Because he's not so good at conjuring fictional narratives, but likes solving puzzles, Christopher's book is a keenly observed chronicle of his search for the killer of a neighborhood dog, a quest of expanding ramifications that, to the squeals of the opening-night audience, ends with the appearance of a scene-stealing puppy. Not all of the adaptation works, with the second act skirting tedium in the sensory jumble meant to duplicate Christopher's experiences on his big adventure into London. But when these scenes do hit their mark, the results are often magical evocations of a mind not wired for anything but for an unadorned, logical world in which touching is painful and metaphors are suspicious wordplay.

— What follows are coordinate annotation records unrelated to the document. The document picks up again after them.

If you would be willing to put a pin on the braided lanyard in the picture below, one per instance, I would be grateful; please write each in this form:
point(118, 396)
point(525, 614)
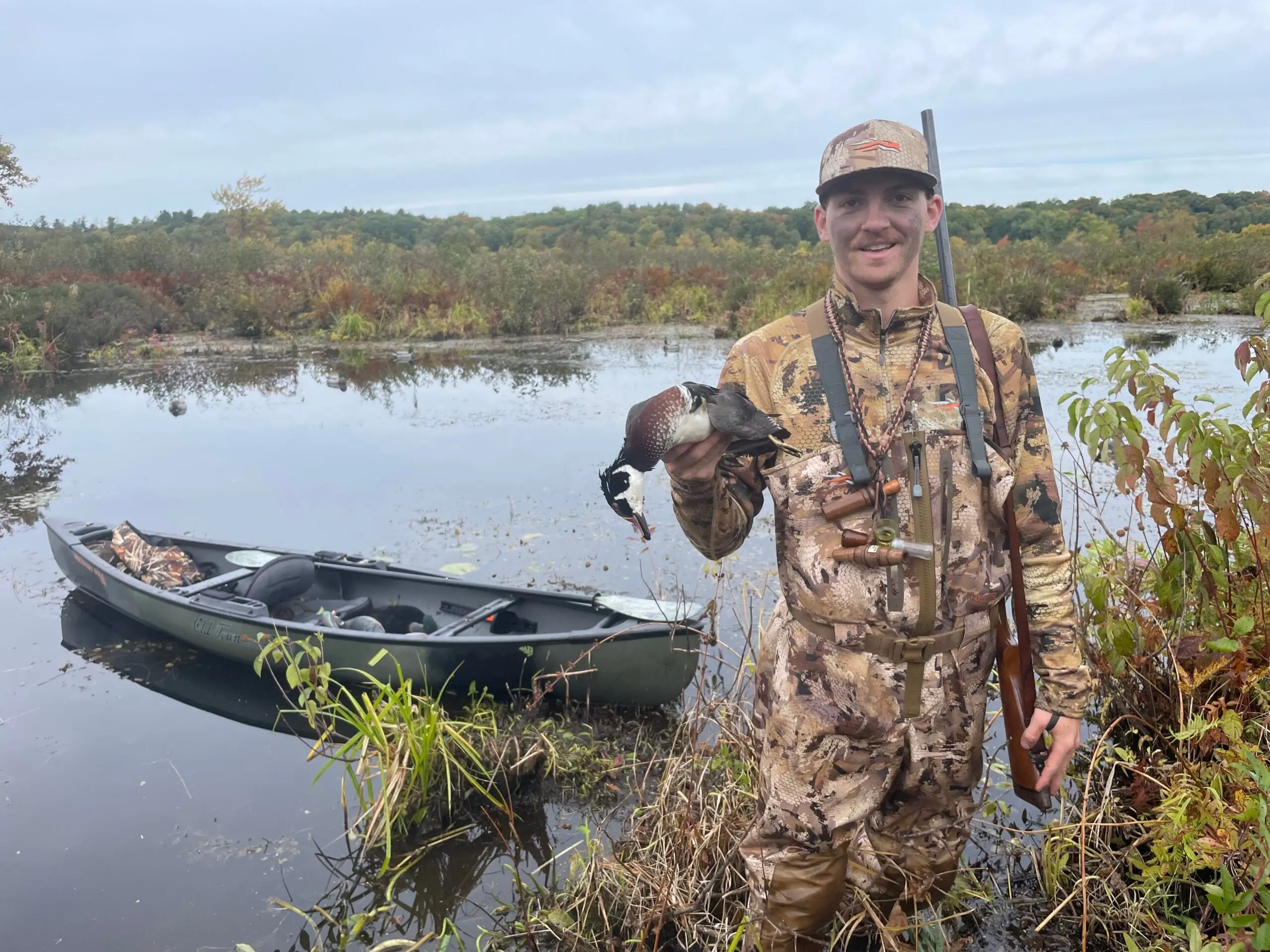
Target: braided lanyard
point(877, 450)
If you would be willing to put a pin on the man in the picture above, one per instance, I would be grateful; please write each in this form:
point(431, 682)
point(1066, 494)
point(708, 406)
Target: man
point(868, 787)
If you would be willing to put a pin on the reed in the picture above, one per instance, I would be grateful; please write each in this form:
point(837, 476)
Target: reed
point(404, 756)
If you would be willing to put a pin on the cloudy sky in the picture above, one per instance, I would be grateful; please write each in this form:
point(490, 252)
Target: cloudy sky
point(130, 107)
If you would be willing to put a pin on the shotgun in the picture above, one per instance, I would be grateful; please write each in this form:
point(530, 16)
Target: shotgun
point(1014, 658)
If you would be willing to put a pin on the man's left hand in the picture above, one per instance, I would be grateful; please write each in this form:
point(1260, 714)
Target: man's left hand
point(1067, 739)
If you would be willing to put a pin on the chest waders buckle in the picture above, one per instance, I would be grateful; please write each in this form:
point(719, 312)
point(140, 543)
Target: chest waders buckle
point(912, 652)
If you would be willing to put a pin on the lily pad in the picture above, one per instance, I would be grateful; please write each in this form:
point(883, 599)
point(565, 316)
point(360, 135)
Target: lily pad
point(459, 568)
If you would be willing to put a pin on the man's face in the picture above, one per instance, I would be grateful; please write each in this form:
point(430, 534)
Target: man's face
point(874, 223)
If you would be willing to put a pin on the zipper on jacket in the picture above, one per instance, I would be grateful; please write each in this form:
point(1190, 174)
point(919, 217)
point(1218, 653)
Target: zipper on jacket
point(882, 366)
point(947, 512)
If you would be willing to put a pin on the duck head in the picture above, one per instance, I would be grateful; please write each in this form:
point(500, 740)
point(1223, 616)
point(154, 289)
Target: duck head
point(623, 486)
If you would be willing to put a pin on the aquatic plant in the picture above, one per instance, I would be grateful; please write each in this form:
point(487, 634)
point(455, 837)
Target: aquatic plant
point(1136, 309)
point(404, 756)
point(1174, 842)
point(352, 325)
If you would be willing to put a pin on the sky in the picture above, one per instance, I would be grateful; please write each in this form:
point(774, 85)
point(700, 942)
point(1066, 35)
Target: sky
point(130, 107)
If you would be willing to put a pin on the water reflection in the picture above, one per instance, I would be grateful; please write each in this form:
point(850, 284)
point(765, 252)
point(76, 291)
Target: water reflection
point(30, 474)
point(103, 636)
point(1153, 342)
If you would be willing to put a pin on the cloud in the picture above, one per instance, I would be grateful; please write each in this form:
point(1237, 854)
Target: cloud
point(690, 101)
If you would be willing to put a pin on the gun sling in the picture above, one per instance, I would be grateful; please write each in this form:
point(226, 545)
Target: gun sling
point(842, 422)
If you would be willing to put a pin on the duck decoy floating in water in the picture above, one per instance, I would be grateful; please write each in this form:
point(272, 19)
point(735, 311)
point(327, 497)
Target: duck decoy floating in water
point(686, 413)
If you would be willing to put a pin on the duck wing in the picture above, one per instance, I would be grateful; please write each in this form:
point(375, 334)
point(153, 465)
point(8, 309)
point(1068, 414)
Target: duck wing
point(732, 413)
point(633, 414)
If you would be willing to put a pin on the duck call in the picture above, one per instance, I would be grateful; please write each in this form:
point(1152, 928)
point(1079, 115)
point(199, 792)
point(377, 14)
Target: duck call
point(856, 500)
point(870, 556)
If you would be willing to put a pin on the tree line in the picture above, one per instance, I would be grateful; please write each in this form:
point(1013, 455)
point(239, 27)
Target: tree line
point(258, 268)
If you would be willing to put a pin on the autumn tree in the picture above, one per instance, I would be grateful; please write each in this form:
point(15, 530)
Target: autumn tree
point(244, 205)
point(10, 173)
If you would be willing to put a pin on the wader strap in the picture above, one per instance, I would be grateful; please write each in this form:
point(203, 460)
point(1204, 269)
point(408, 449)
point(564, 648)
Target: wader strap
point(924, 525)
point(983, 348)
point(968, 391)
point(842, 422)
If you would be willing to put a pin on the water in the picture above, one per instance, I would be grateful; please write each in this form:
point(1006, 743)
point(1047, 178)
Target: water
point(135, 818)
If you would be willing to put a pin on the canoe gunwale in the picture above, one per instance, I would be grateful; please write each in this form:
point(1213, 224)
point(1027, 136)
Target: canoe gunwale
point(604, 630)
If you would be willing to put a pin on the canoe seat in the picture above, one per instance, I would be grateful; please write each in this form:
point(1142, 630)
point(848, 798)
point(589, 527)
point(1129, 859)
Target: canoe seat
point(280, 581)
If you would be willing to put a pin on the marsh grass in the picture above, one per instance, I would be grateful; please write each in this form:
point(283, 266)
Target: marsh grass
point(405, 757)
point(1173, 847)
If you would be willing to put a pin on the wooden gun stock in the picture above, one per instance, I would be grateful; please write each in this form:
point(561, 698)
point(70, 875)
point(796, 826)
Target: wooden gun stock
point(1023, 769)
point(1014, 662)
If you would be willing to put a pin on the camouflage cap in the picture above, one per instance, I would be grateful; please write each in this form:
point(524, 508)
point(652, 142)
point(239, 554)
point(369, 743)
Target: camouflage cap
point(878, 144)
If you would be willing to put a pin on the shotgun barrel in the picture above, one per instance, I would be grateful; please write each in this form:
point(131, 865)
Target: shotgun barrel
point(1014, 656)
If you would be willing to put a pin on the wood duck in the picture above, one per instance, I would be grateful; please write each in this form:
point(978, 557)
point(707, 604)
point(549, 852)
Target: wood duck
point(686, 413)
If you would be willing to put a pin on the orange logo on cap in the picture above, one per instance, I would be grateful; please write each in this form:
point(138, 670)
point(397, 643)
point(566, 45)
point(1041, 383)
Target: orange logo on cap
point(873, 145)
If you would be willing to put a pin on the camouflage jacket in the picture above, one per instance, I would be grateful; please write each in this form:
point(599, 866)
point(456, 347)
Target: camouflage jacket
point(776, 370)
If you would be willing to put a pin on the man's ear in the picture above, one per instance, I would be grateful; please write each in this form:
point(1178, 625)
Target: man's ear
point(934, 210)
point(822, 223)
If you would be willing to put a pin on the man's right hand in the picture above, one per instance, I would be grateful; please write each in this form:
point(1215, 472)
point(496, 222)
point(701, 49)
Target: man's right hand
point(698, 461)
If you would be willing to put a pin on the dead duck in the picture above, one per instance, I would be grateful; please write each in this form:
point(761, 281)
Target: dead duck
point(686, 413)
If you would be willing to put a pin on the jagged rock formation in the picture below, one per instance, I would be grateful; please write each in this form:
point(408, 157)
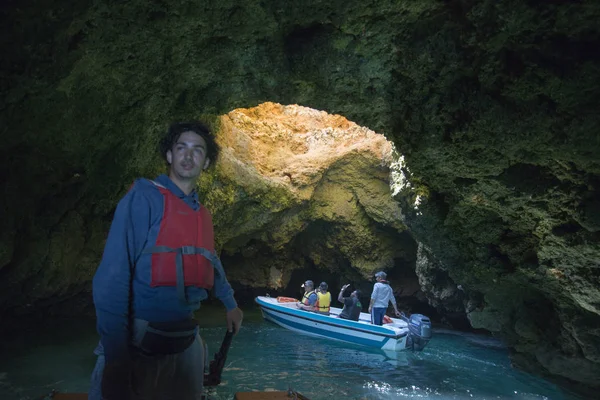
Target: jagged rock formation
point(493, 105)
point(297, 187)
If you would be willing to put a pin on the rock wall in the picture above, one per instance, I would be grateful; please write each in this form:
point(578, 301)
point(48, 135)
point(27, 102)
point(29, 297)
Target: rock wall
point(493, 105)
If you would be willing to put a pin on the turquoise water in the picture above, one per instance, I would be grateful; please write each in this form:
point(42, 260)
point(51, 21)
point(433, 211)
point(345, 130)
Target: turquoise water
point(264, 356)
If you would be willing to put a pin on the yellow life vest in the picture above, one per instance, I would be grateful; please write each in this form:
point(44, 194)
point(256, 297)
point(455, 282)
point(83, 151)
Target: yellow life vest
point(306, 296)
point(323, 302)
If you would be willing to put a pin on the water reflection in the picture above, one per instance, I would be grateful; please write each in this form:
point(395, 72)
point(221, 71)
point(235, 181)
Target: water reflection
point(264, 356)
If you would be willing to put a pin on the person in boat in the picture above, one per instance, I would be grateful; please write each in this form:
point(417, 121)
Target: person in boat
point(352, 305)
point(309, 299)
point(380, 298)
point(159, 263)
point(323, 305)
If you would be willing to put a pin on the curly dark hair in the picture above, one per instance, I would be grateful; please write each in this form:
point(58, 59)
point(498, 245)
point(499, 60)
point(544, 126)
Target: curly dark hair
point(199, 128)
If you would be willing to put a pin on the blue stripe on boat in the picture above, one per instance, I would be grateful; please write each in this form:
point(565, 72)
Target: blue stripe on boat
point(327, 333)
point(338, 322)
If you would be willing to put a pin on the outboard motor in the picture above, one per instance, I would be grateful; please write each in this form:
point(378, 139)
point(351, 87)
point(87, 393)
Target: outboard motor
point(419, 331)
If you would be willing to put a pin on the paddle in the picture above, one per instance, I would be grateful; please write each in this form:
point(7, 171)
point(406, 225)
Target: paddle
point(213, 378)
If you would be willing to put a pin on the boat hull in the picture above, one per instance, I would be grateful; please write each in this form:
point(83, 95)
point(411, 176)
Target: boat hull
point(390, 337)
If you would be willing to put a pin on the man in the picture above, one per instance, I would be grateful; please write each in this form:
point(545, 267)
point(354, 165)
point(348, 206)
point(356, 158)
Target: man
point(380, 298)
point(352, 305)
point(309, 299)
point(159, 263)
point(323, 305)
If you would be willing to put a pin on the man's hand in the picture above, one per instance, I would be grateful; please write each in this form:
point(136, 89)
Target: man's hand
point(234, 320)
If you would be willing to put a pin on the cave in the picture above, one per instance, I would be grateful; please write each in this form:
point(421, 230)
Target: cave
point(492, 107)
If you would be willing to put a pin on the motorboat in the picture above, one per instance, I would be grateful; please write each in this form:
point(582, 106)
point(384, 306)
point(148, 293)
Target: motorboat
point(395, 335)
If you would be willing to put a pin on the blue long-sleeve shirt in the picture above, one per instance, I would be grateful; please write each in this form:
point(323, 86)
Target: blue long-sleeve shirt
point(123, 277)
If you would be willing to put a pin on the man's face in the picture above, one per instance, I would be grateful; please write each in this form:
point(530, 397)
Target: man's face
point(188, 156)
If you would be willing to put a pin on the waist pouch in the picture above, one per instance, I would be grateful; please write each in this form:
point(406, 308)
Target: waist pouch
point(169, 337)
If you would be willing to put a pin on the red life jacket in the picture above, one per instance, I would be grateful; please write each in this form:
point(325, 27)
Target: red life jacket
point(184, 248)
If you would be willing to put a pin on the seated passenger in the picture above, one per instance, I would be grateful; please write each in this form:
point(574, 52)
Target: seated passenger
point(323, 299)
point(309, 300)
point(352, 305)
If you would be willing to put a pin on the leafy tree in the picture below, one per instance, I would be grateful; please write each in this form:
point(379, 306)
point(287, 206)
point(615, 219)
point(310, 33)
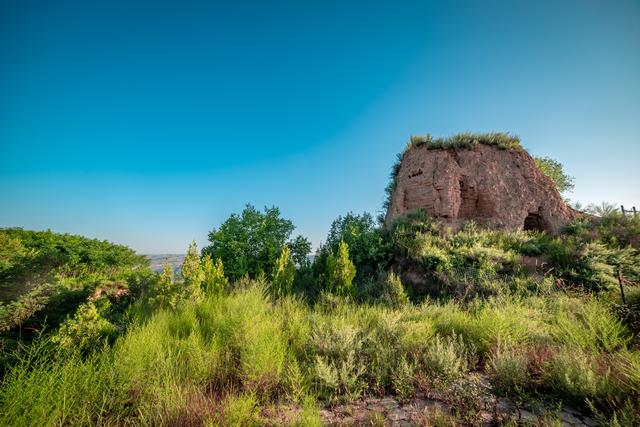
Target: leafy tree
point(393, 293)
point(86, 330)
point(300, 249)
point(191, 268)
point(284, 273)
point(554, 170)
point(165, 291)
point(250, 243)
point(367, 247)
point(340, 271)
point(192, 272)
point(214, 278)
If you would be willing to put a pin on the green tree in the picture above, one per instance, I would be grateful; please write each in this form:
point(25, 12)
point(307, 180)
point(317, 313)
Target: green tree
point(340, 271)
point(300, 250)
point(165, 292)
point(250, 243)
point(284, 273)
point(554, 170)
point(85, 330)
point(192, 272)
point(393, 292)
point(214, 278)
point(367, 247)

The production has made its way from London to New York and to the road with different actors playing Christopher, and it's the kind of role that might seem nearly unimaginable with anyone but the performer before you. The production's other actors are more often than not playing familiar types, but with Christopher, Adam Langdon must create a singular personality without a set of shorthand touchstones. Langdon does just that, creating his specific vision of a teen who can be supercilious in one moment and devoid of all defenses in another. Perhaps because it is such a physical role beyond its emotional intensity, Landon is spelled by Benjamin Wheelwright at certain performances.

The other performers are called upon to play multiple roles, and several go beyond competent versatility. As Christopher's tutor in coping skills, Maria Elena Ramirez creates a character of glowing empathy who knows when and how far Christopher can be pushed. There is frazzled but determined warmth in Felicity Jones Latta's performance as Christopher's mother, while Gene Gillette plays his father with a physical angularity that emphasizes his awkward love for his son. Playing something of a neighborhood busybody, Amelia White creates a character with a genuine kindness that can put Christopher briefly at his ease.

And that's even though she must say "cookies" instead of "biscuits," an Americanization of the original script, and an anomaly that Christopher would be the first to point out.